Başvurularla ilgili AİHM, Bylock davalarında kullanılan GPRS internet trafik verileri ve İP adresleri gibi verilerin verilerin öngörülen yasal süre sınırlarının ötesinde tutulduğu ve ceza yargılaması sırasında bu veriler kullanılarak başvurucuların özel hayatına zarar verilip verilmediğini sordu. Başvurucuların bu konuda etkili bir hukuk yolundan mahrum bırakıldıkları iddiasını araştıran AİHM, AKP hükumetinin şu soruları cevaplamasını istedi:
“Özellikle, Cumhuriyet savcısı nezdinde başlatılan itiraz, başvuranların Sözleşme’nin 8. maddesine dayanan şikayetleri için bu hüküm anlamında etkili bir hukuk yolu teşkil ediyor mu?
Anayasa Mahkemesinin mevcut davaların bazılarında, başvuranların idari veya adli makamlara el koymamaları nedeniyle mevcut hukuk yollarının tüketilmediğine karar vermiş olduğu kararları göz önüne alındığında, Hükumet, konuyla ilgili ayrıntıları vermeye davet edilmektedir.
ÖZEL HAYATA SAYGI GÖSTERİLDİ Mİ?
Bilgi Teknolojileri Kurumu veya internet servis sağlayıcıları tarafından, başvuranların internet trafiğine ve kendilerine karşı başlatılan cezai işlemler sırasında iletişimlerine ilişkin bilgilerin saklanması Sözleşme’nin 8’nci maddesi anlamında özel hayata saygı haklarına bir müdahale olarak anlaşılabilir mi? Eğer öyleyse, bu müdahale kanunla öngörülmüş müdür, Sözleşme’nin 8’nci maddesi anlamında gerekli midir?

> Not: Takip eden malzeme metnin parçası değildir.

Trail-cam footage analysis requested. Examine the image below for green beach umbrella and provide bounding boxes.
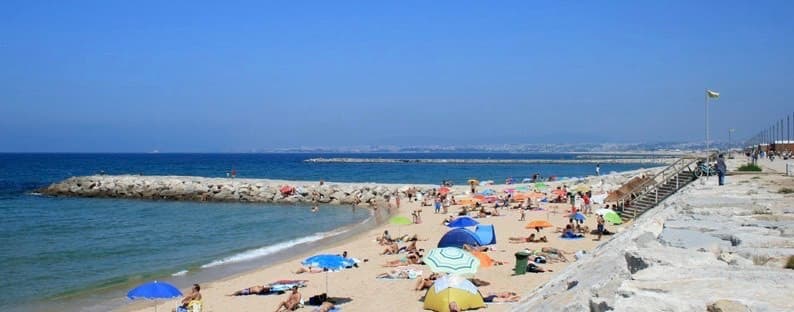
[596,209,623,224]
[604,211,623,224]
[389,216,413,225]
[422,247,480,274]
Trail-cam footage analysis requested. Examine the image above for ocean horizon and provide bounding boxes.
[0,153,664,311]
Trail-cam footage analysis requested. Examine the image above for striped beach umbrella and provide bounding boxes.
[422,247,480,274]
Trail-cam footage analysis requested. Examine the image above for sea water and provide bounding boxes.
[0,154,648,311]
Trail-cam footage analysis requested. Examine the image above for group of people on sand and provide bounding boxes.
[178,175,611,312]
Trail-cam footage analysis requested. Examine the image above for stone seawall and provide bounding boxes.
[39,175,434,204]
[512,161,794,312]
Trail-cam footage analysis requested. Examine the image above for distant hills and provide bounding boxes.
[257,142,727,154]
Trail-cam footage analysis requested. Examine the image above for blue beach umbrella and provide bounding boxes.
[127,281,182,311]
[301,254,355,294]
[438,228,482,248]
[447,216,480,228]
[480,189,496,196]
[423,247,480,274]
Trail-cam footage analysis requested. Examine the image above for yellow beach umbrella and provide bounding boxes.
[424,275,485,312]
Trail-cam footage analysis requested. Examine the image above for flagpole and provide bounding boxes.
[703,89,711,161]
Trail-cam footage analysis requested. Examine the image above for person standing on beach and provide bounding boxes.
[394,192,400,209]
[596,215,604,240]
[717,154,728,185]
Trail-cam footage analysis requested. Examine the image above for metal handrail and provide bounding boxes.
[616,156,700,202]
[616,153,716,218]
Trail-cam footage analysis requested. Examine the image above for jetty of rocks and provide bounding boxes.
[39,175,437,205]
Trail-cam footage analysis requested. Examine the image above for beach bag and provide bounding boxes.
[309,294,328,305]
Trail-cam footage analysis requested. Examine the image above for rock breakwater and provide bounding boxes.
[40,175,433,204]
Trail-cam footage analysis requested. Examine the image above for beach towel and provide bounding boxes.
[269,280,306,293]
[376,267,423,280]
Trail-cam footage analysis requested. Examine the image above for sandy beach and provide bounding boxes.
[120,169,653,311]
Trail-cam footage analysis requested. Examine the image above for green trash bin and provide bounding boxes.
[513,250,530,275]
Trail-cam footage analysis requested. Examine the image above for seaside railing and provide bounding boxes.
[616,155,713,219]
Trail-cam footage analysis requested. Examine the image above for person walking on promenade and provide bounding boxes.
[717,154,728,185]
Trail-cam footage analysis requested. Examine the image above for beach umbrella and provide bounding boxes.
[127,281,182,311]
[422,247,480,274]
[301,254,355,294]
[447,216,480,227]
[527,192,546,199]
[438,228,480,248]
[423,275,485,312]
[573,184,590,193]
[513,193,528,202]
[525,220,554,229]
[471,251,493,268]
[458,198,475,205]
[604,211,623,224]
[476,195,499,204]
[389,216,414,225]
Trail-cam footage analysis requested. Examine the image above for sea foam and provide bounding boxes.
[201,229,347,269]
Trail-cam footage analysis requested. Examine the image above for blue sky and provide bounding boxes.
[0,1,794,152]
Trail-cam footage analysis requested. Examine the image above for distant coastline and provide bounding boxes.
[304,157,677,164]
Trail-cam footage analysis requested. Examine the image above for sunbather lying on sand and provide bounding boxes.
[375,230,392,245]
[508,233,549,244]
[469,278,491,287]
[463,244,493,252]
[376,267,422,279]
[482,291,521,303]
[414,273,438,291]
[314,299,334,312]
[227,285,271,296]
[383,252,425,267]
[295,266,325,274]
[380,242,400,255]
[527,262,554,273]
[276,286,301,312]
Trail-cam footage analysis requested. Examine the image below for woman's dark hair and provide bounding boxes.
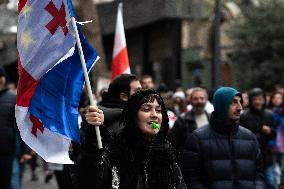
[268,91,284,109]
[121,89,169,148]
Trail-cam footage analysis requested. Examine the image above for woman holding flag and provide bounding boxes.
[76,89,187,189]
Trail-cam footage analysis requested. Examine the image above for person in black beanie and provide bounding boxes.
[74,89,187,189]
[181,87,264,189]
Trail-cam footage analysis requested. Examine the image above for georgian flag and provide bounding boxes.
[111,3,130,79]
[15,0,98,164]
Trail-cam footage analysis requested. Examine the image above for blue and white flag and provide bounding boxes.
[15,0,98,164]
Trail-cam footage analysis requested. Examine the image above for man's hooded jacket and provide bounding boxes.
[181,87,264,189]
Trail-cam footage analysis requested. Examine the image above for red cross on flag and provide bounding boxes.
[111,3,130,79]
[15,0,98,164]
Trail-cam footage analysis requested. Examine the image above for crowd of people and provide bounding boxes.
[0,68,284,189]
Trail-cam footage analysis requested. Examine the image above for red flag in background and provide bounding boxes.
[111,3,130,79]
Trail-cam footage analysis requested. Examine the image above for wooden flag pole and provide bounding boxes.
[71,17,103,149]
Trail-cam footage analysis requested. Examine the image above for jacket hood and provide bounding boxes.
[213,87,242,121]
[249,88,266,112]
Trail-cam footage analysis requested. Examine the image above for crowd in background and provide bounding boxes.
[0,68,284,189]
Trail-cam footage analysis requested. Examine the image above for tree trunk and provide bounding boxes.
[73,0,110,90]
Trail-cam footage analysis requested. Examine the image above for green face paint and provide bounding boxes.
[152,122,160,129]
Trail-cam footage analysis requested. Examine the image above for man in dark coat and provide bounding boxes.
[170,87,210,162]
[72,74,141,188]
[181,87,264,189]
[240,88,280,189]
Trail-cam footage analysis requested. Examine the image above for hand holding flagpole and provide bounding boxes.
[71,17,103,149]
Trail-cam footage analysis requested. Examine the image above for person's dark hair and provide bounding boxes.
[141,75,153,81]
[249,88,266,109]
[0,66,7,77]
[108,74,138,98]
[268,91,284,109]
[100,74,138,108]
[121,89,169,148]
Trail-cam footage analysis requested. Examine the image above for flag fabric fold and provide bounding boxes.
[15,0,98,164]
[111,3,130,79]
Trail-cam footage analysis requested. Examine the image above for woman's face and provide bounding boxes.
[272,93,283,107]
[137,99,163,136]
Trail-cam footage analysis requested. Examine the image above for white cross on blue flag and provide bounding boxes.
[15,0,98,164]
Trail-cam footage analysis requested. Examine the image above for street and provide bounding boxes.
[22,164,58,189]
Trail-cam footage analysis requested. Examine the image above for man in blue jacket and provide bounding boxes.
[181,87,264,189]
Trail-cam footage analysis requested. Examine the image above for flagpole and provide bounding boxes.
[71,17,103,149]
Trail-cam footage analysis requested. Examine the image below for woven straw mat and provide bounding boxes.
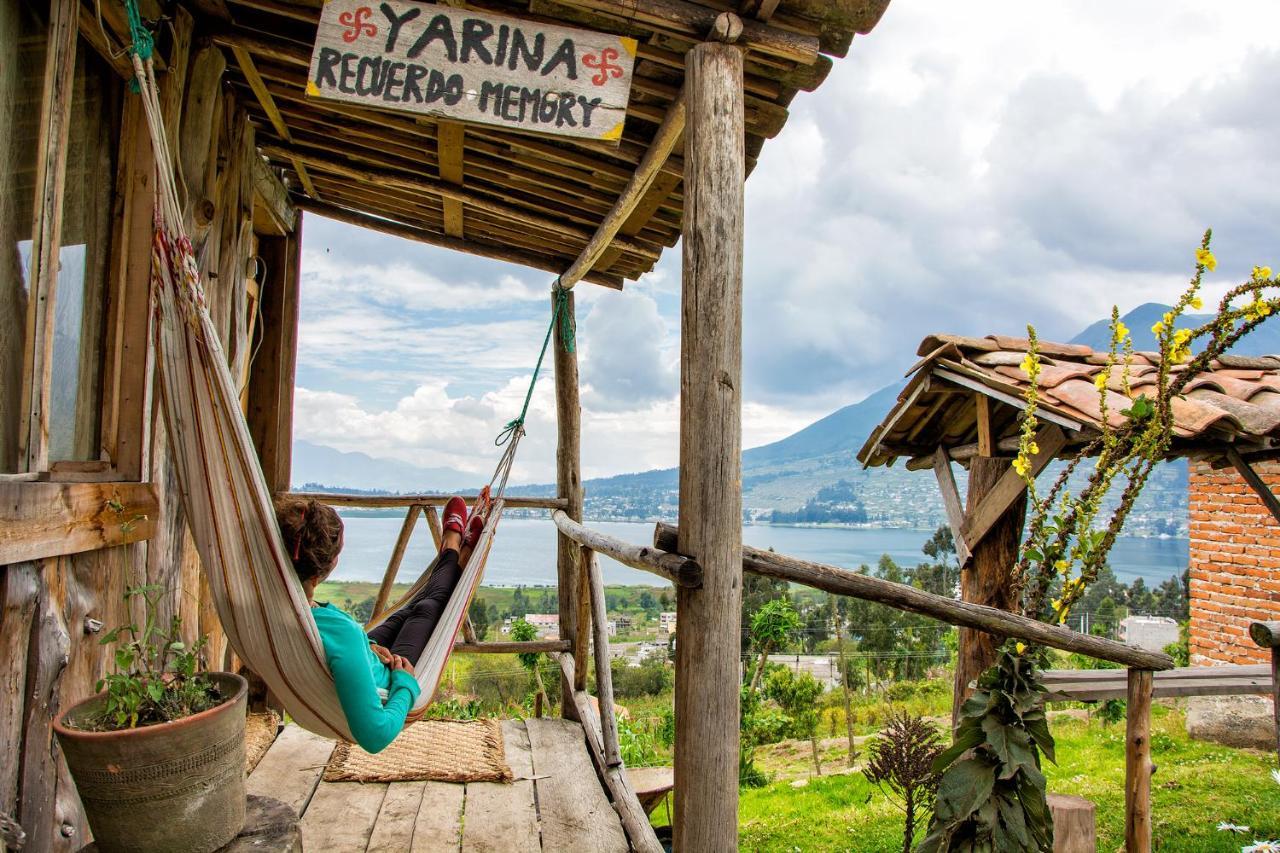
[324,720,513,783]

USUL GARANTİLERİ VAR MIYDI?
İnternet trafik verilerinin hem İnternet servis sağlayıcıları hem de BTK tarafından ilgili iç hukuk kapsamında depolanması için koşullar ve zaman sınırları nelerdir? Bunlar, yeterli ve yeterli usul garantilerinin gereklerini karşılıyor mu?
Başvurucular, şikayetlerini ileri sürebilecekleri etkili bir iç hukuk yoluna sahip miydi?”
BYLOCK VE ANKESÖR DAVALARINDA YASADIŞI DELİLLER KULLANILDI
5809 sayılı Elektronik Haberleşme Kanunu’nun 51’nci maddesine göre, kişisel veri niteliğindeki internet trafik verileri, haberleşmenin yapıldığı tarihten itibaren bir yıldan az ve iki yıldan fazla olmamak üzere saklanabilir. Trafik bilgilerinin öngörülen süreden daha fazla saklanması halinde, verileri yok etmekle görevli kişilerin TCK’nın 138’nci maddesi gereğince 2 yıla kadar hapisle cezalandırılacağı hüküm altına alındı. Yasal süre geçtikten sonra elde edilen trafik bilgilerinin kanunda ve yönetmeliklerde belirtilen sürede yok edilmediği için hukuka aykırı delil sayılıyor. Anayasa’nın 38’nci maddesi ve CMK’nın 206’ncı maddelerine göre kanuna aykırı elde edilen deliller hükme esas alınamaz. Ancak Türkiye’de savcılık ve mahkemeler, mevzuattaki açık hükümlere rağmen Bylock ve ankesörle arama iddiasıyla açılan davalarda yasal süresi 4-5 yıl geçmiş internet ve iletişim kayıtlarını kullandı. Binlerce kişiye bu delillerle terör örgütü üyeliği iddiasıyla 6 yıl 3 aydan başlayan hapis cezaları verildi.
HAKİM VE SAVCILAR SUÇ İŞLEDİ
Sanıklar ve avukatlarının yasal süresi geçmiş internet ve iletişim trafik kayıtlarının delil olarak kullanılmasının hukuka aykırı olduğu savunması mahkemeler tarafından dikkate alınmadı. Bu veriler dava dosyalarına konularak alenileşirken, özel hayatın gizliliği ihlal edildi, hakim ve savcılar eliyle çok sayıda suç işlendi.
AİHM, daha önce de Hizmet Hareketi gönüllülerinin yargılandığı 5 örnek davada Türk hükumetinden Bylock’la ilgili verileri hukuka aykırı elde ettiği iddiasıyla savunma istemişti. AİHM, Türkiye’ye “Bylock’a ilişkin deliller MİT tarafından hukuka uygun şekilde elde edildi mi” diye sormuştu.